The Prerogative was upheld by the passage in 1772 of the Royal Marriages Act, which upheld the "opinion of ten judges in 1717, was a confirmation of the legality of this prerogative, which admitted the King's right "to the care of the marriage and education of the children of the royal family; and that the late opinion acknowledges, that the King had the care of the royal children and grandchildren, and the presumptive heir to the crown." [Annual Register 1772].    

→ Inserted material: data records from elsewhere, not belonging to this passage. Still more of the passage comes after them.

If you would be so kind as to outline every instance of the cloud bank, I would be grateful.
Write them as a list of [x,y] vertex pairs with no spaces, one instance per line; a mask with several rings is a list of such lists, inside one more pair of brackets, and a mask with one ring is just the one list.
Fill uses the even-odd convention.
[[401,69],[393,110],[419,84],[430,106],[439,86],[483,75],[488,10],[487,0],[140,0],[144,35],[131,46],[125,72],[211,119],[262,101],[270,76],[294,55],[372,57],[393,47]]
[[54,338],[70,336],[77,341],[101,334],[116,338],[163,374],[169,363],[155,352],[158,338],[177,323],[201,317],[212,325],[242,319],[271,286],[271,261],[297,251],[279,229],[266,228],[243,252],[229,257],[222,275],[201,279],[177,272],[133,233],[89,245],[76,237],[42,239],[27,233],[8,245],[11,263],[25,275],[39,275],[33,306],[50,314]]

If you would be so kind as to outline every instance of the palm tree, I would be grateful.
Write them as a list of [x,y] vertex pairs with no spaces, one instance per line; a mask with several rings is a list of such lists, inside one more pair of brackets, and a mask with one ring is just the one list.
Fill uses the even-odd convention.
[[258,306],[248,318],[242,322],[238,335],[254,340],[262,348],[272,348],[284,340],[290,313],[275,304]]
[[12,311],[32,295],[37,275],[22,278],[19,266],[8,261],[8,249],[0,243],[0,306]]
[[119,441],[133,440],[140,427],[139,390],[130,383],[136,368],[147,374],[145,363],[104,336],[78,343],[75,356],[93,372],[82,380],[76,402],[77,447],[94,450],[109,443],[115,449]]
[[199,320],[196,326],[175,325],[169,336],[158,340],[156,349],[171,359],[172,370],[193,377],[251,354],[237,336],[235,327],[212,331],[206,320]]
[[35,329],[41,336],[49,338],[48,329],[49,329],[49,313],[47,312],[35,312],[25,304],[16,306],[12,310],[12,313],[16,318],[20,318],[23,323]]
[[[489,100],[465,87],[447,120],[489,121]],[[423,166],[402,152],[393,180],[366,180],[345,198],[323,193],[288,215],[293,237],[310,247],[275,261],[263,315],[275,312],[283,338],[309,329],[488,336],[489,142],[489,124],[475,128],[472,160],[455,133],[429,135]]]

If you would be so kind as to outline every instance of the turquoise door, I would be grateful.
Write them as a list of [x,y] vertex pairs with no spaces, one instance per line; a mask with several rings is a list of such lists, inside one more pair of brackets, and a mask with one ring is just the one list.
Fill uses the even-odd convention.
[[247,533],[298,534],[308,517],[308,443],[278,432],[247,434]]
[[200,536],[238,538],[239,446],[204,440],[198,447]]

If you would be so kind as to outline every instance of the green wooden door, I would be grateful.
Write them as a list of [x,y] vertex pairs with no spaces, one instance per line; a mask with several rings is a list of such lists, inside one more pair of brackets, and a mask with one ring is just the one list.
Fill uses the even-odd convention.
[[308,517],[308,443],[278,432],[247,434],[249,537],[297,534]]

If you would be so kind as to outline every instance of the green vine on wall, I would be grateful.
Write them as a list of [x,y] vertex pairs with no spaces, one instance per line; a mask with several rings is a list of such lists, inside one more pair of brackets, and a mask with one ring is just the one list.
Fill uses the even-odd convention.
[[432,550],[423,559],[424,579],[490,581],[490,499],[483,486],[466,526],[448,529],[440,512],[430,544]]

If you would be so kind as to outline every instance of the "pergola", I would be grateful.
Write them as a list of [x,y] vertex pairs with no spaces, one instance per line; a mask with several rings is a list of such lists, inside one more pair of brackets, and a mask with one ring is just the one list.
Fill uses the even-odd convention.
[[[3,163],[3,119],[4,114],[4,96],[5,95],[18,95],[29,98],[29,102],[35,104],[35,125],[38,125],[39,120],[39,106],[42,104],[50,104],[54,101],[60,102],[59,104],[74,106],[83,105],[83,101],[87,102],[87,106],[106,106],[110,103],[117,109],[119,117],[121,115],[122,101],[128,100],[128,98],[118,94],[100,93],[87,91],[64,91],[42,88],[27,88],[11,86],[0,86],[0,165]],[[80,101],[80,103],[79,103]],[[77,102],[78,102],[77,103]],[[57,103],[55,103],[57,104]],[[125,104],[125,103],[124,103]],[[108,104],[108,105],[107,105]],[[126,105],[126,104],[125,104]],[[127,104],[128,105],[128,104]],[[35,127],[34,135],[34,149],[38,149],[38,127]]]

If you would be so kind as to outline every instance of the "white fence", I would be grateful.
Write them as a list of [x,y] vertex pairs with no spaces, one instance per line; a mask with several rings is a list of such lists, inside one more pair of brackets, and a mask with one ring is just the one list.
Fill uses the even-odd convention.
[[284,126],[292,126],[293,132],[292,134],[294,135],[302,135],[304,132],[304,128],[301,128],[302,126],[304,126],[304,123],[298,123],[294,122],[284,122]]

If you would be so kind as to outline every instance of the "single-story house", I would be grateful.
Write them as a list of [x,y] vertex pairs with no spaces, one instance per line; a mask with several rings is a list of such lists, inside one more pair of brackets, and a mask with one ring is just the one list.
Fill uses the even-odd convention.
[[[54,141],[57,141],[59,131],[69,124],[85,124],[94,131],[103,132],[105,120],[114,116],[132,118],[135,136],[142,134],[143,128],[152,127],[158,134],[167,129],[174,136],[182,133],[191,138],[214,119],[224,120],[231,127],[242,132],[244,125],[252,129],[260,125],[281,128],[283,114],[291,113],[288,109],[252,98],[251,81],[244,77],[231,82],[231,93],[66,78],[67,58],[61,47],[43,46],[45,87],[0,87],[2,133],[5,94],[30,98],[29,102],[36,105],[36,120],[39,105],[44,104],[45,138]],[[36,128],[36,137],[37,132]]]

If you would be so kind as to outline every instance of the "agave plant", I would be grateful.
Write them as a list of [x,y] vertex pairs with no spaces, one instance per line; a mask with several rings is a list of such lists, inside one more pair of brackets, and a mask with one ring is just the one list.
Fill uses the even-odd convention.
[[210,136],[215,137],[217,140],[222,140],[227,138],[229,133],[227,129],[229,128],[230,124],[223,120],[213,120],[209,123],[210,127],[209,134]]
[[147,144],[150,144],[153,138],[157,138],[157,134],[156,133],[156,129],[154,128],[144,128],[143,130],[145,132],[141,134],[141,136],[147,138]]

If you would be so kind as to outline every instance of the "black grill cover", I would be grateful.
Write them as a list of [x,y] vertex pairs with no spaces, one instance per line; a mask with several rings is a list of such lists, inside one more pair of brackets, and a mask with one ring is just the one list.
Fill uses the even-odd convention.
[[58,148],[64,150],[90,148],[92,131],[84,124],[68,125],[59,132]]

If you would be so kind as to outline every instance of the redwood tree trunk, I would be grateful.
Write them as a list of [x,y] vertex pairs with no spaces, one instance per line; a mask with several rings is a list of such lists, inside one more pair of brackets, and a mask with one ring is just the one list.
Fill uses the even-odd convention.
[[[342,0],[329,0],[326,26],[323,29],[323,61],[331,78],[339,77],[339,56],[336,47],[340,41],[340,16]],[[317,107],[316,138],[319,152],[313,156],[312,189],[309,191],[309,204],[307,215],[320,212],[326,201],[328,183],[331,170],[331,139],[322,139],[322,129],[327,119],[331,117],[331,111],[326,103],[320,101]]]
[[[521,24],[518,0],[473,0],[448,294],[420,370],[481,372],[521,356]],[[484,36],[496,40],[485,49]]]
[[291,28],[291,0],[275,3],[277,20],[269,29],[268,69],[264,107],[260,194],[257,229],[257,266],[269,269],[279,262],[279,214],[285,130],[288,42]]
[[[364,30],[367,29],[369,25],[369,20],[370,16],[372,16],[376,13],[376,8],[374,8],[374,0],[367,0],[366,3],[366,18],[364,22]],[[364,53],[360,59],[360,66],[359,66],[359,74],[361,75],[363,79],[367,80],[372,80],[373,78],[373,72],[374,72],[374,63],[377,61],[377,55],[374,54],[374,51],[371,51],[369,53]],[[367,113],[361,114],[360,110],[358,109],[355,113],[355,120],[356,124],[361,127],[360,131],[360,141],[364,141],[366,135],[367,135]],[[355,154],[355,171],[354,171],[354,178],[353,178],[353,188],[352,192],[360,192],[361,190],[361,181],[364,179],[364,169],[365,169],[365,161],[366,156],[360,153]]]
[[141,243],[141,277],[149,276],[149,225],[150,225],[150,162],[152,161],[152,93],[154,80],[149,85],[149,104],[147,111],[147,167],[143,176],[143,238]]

According to the London law firm, OTS, which specializes in family law, it is possible that The Grand Opinion for the Prerogative Concerning the Royal Family could "trump" the 1989 Children Act which provides for " parental responsibility, custody and children law rights."  The London-based OTS law firm, a specialist in family law, noted several years ago that if the Prerogative did apply, it would affect only the children and grandchildren of the Sovereign.  Not great-grandchildren.

Embed from Getty Images 

It is far more customary for the heir to the throne to discuss travel and the education of his children with the sovereign.  I expect the same courtesies will exist between Charles and William and William and George.  Even if Harry had remained in England, he would unlikely be bound by the Prerogative as he would be the younger son of the sovereign and his children would not be direct heirs to the throne.

 

6 comments:

  1. Would this ancient law apply to the great- grandchildren (i.e. the Cambridge's children) or just the grandchildren?

    ReplyDelete
  2. Marlene, how would this relate to the Queen's great grandchildren, the child of the Duke and Duchess of Cambridge in particular?

    ReplyDelete
  3. I am not a lawyer, but I would assume that the law could be applied because the baby will be a direct heir. It would not apply to Princess Anne's descendants for example

    ReplyDelete
  4. I think this law is a nonsense.That law means royal children belong to the Crown, belong to United Kingdom. Parents should be first and then the State, children aren't goods or things, they have a father and a mother.

    ReplyDelete
  5. JUan, what a stupid and insipid statement. The law means that the Sovereign has custody of the children of the heir when the heir is still alive. In modern times, it means very little apart because the sovereign does not largely interfere. When William and Harry were minors, their parents did need to get permission to take them out of the country, a formality.

    ReplyDelete
  6. A price you pay if you are born to a Royal family. But then again, children are no one's private property anyway.